Speaker
Description
The interplay between superconductivity and charge or spin order is a key focus in condensed matter physics, with kagome lattice systems providing unique insights. We discovered that the kagome superconductor LaRu$_{3}$Si$_{2}$ ($T_{c}$ = 6.5 K) exhibits a characteristic kagome band structure and a hierarchy of charge-order transitions at 400 K and 80 K, as well as an additional electronic and magnetic transition at 35 K [1,2]. Furthermore, using magnetotransport and X-ray diffraction under pressures up to 40 GPa, we find $T_{c}$ peaks at 9 K (2 GPa), remains stable up to 12 GPa, and decreases to 2 K at 40 GPa, forming a dome-shaped phase diagram [3]. Similarly, the resistivity anomaly at 35 K and magnetoresistance exhibit dome-like pressure dependence.

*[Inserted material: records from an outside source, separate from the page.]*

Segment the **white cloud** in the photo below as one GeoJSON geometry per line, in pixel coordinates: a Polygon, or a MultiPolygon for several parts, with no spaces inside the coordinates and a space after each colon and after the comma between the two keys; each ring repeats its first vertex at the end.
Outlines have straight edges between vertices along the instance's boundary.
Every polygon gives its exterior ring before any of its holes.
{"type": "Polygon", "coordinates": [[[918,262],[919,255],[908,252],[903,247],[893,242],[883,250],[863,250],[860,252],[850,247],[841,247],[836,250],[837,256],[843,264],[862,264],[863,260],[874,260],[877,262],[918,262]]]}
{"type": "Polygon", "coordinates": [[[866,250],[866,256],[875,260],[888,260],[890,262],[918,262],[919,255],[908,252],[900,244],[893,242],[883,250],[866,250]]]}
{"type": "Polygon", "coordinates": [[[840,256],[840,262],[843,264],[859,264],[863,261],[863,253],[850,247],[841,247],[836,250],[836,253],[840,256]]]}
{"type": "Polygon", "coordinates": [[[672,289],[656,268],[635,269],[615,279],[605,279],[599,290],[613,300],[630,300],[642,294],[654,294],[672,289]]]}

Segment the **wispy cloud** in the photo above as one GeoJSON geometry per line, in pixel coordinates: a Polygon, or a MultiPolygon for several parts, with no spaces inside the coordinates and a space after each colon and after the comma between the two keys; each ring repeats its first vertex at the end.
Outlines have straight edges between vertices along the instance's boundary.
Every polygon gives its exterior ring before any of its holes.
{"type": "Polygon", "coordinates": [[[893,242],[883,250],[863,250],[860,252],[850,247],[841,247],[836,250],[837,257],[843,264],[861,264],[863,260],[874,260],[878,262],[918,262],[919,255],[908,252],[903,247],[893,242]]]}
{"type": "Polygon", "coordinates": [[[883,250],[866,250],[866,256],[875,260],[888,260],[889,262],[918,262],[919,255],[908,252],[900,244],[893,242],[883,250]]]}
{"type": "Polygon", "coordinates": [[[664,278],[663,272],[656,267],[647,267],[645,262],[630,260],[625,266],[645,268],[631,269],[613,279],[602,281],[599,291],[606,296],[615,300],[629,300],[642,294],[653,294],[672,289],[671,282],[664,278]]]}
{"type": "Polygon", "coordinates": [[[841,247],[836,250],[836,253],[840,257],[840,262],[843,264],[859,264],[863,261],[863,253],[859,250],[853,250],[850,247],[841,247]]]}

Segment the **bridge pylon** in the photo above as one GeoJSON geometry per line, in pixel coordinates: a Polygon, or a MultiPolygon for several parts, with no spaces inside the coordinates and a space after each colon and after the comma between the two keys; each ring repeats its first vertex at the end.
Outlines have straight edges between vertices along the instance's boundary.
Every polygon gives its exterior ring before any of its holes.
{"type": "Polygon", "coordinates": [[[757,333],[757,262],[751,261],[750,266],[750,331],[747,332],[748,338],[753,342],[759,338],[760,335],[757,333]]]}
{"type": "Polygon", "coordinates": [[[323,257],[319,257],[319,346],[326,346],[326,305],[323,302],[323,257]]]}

Above 12 GPa, charge order transitions from long-range to short-range, correlating with $T_{c}$ suppression, indicating superconductivity is strongly tied to the charge-ordered state [3]. Notably, $T_{c}$ is maximized when charge order and normal-state electronic responses are optimized. This conclusion is further supported by our uniaxial stress experiments, which reveal an enhancement of both the superconducting transition temperature $T_{c}$ and magnetoresistance [4]. These results offer fresh insights into the relationship between superconductivity and charge order, paving the way for theoretical advancements.
[1] I. Plokhikh et. al., and Z. Guguchia, Communications Physics 7, 182 (2024).
[2] C. Mielke III, et. al., and Z. Guguchia, Advanced Materials 37(40), 2503065 (2025).
[3] K. Ma et. al., and Z. Guguchia, Nature Communications 16, 6149 (2025).
[4] P. Král et. al. and Z. Guguchia, in preparation.